ALBERTUS MAGNUS.
INSPIRED BY AVICENNA AND AVERROE
Metaphysica.
Venice, Johannes and Gregorius de Gregoriis, 18 Dec 1494.£3,850.00
Folio. ff. [4], 146. Gothic letter, double column, titles in red. Woodcut printer’s device to last. Handful of small, scattered, mostly marginal worm holes or trails, some repaired. A very good, clean copy in modern vellum antique. C20 Jesuit stamp in Italian at foot of second leaf, few c.1600 ms annotations, ms autograph ‘Joannis Viti de S(?)’ to last, small C20 number on last verso.

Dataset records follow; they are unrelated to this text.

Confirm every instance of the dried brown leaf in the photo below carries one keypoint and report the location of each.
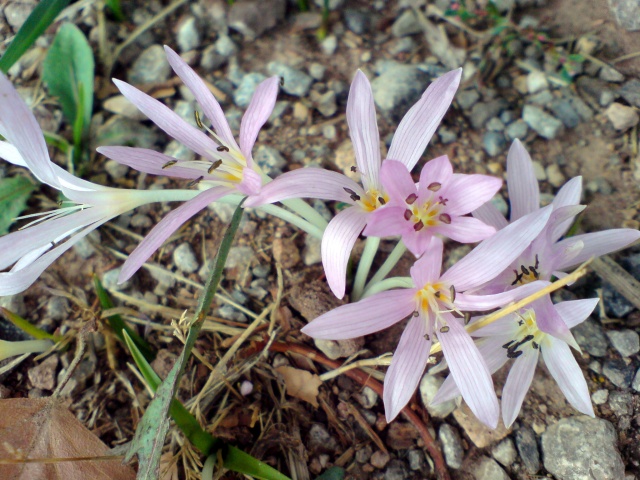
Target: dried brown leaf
(43, 428)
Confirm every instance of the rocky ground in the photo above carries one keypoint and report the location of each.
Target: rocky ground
(565, 83)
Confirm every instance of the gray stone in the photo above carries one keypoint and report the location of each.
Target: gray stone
(627, 342)
(582, 448)
(487, 469)
(493, 143)
(618, 372)
(185, 258)
(451, 445)
(541, 122)
(296, 82)
(397, 89)
(505, 452)
(151, 66)
(528, 449)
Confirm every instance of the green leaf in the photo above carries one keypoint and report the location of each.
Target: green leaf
(38, 21)
(14, 193)
(68, 72)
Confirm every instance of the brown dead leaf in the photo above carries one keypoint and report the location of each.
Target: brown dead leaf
(301, 384)
(43, 428)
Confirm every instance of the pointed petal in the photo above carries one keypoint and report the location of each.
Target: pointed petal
(210, 106)
(470, 373)
(598, 243)
(575, 312)
(421, 121)
(497, 252)
(427, 268)
(363, 127)
(167, 226)
(307, 182)
(397, 181)
(524, 194)
(407, 366)
(367, 316)
(257, 114)
(169, 121)
(337, 242)
(517, 385)
(466, 193)
(566, 371)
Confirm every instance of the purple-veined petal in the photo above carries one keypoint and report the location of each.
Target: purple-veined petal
(204, 97)
(307, 182)
(421, 121)
(517, 384)
(169, 121)
(574, 312)
(397, 181)
(363, 128)
(466, 193)
(524, 194)
(427, 268)
(489, 214)
(258, 112)
(566, 371)
(165, 228)
(337, 242)
(20, 128)
(497, 252)
(470, 372)
(407, 366)
(598, 243)
(369, 315)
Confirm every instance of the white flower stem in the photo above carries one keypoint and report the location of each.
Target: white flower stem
(364, 266)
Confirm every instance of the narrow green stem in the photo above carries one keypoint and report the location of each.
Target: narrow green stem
(364, 266)
(387, 266)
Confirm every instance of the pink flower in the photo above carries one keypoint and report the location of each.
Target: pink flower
(431, 303)
(520, 337)
(435, 206)
(410, 140)
(223, 164)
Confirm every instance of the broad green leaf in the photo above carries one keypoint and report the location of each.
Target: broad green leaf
(14, 193)
(38, 21)
(68, 72)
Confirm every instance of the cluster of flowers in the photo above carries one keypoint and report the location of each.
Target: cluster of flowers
(514, 259)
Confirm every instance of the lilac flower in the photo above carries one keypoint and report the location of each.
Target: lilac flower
(223, 164)
(410, 140)
(519, 337)
(431, 302)
(31, 250)
(434, 206)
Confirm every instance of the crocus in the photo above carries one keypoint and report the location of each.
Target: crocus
(519, 337)
(31, 250)
(431, 303)
(411, 138)
(435, 206)
(224, 165)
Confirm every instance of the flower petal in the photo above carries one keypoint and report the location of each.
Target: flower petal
(566, 371)
(307, 182)
(524, 193)
(169, 224)
(421, 121)
(210, 106)
(363, 128)
(369, 315)
(337, 242)
(256, 115)
(517, 384)
(497, 252)
(407, 366)
(470, 373)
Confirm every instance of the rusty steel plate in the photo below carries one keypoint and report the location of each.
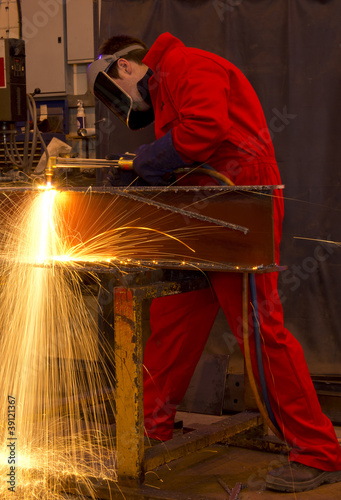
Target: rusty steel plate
(144, 229)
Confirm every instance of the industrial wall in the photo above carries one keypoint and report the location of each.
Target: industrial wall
(290, 51)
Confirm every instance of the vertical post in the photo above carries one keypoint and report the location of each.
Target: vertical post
(250, 402)
(129, 385)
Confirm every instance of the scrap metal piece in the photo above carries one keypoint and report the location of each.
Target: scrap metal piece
(233, 494)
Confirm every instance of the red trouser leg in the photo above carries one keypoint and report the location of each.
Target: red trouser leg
(180, 326)
(179, 335)
(290, 388)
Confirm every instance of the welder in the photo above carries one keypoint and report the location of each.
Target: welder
(206, 112)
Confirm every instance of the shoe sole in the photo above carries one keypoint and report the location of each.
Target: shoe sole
(324, 478)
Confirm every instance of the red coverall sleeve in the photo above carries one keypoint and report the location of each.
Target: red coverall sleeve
(199, 91)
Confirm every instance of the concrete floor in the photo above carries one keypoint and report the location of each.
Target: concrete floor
(198, 474)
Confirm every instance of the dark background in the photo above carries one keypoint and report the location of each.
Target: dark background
(290, 51)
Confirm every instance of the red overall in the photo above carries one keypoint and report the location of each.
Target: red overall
(216, 118)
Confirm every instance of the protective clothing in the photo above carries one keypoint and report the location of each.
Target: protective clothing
(154, 160)
(215, 116)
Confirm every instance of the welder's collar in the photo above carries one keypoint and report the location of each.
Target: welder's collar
(143, 87)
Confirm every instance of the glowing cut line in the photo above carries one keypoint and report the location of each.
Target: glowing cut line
(66, 258)
(46, 225)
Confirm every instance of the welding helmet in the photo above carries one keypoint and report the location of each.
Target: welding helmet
(112, 95)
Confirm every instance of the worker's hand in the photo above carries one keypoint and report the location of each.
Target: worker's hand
(154, 160)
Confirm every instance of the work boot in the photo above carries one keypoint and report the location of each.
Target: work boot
(149, 442)
(296, 477)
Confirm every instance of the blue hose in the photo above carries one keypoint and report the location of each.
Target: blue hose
(259, 350)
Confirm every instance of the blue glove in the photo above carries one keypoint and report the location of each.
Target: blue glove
(154, 160)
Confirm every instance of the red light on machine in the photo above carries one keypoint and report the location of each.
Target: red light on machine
(2, 73)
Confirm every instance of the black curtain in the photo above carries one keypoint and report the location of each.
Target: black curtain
(290, 51)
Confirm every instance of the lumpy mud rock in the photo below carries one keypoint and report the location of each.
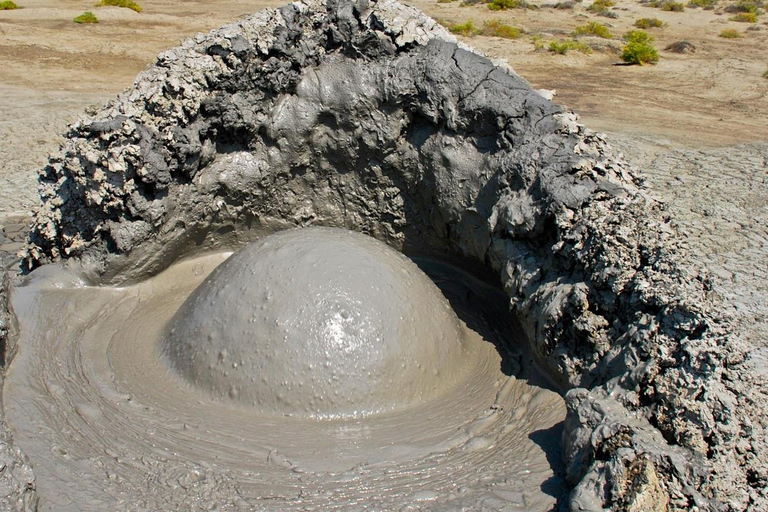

This interesting edition of Albertus Magnus’ influential Aristotelian commentary on metaphysics, was strongly influenced by Averroes and Avicenna. It was part of a project encompassing the printing of revised eds of Albertus Magnus’ works, overseen by the printers Johannes and Gregorius de Gregoriis, in Venice, as stated in the initial privilege. Albertus Magnus (1200-80) was a German friar, later canonised, responsible for the establishment of the curriculum studiorum of the Dominicans, including the study of Aristotle. He was also conversant in the natural sciences, philosophy and astrology. Divided into 10 parts, ‘Metaphysica’ examines hundreds of subjects – spanning philosophy, theology, logic and natural science – such as the meaning of metaphysics, the difference between art and science, the theory of truth, the nature of the intellect, the principle of distinction, syllogisms, the nature of sensitive matter and form, ‘potentia’ and ‘actus’, singularity and quantity, and substance. ‘Metaphysica’ ‘relies heavily on both Averroes in his “Long Commentary on the Metaphysics” and Avicenna’s “Philosophia prima”. While the commentary of Averroes is an almost literal analysis of the text of Aristotle, Avicenna’s analysis often departs from this literal approach and incorporates ideas that Avicenna found in Aristotle’s “Posterior Analytics”. Albert seems to be using Averroes when he is paraphrasing Aristotle’s text, but relies on Avicenna when he departs from the paraphrasing. As a result of this usage Albert proceeds to develop his own ideas of first philosophy’ (Stan. Enc. Phil.). Albertus Magnus exercised a great influence on Thomas Aquinas, as well as on early modern philosophy, medicine, and natural science, well into the C17.
ISTC ia00276000; Goff A276; HC 501*; Bod-inc A-121A; BMC V 345; GW 683.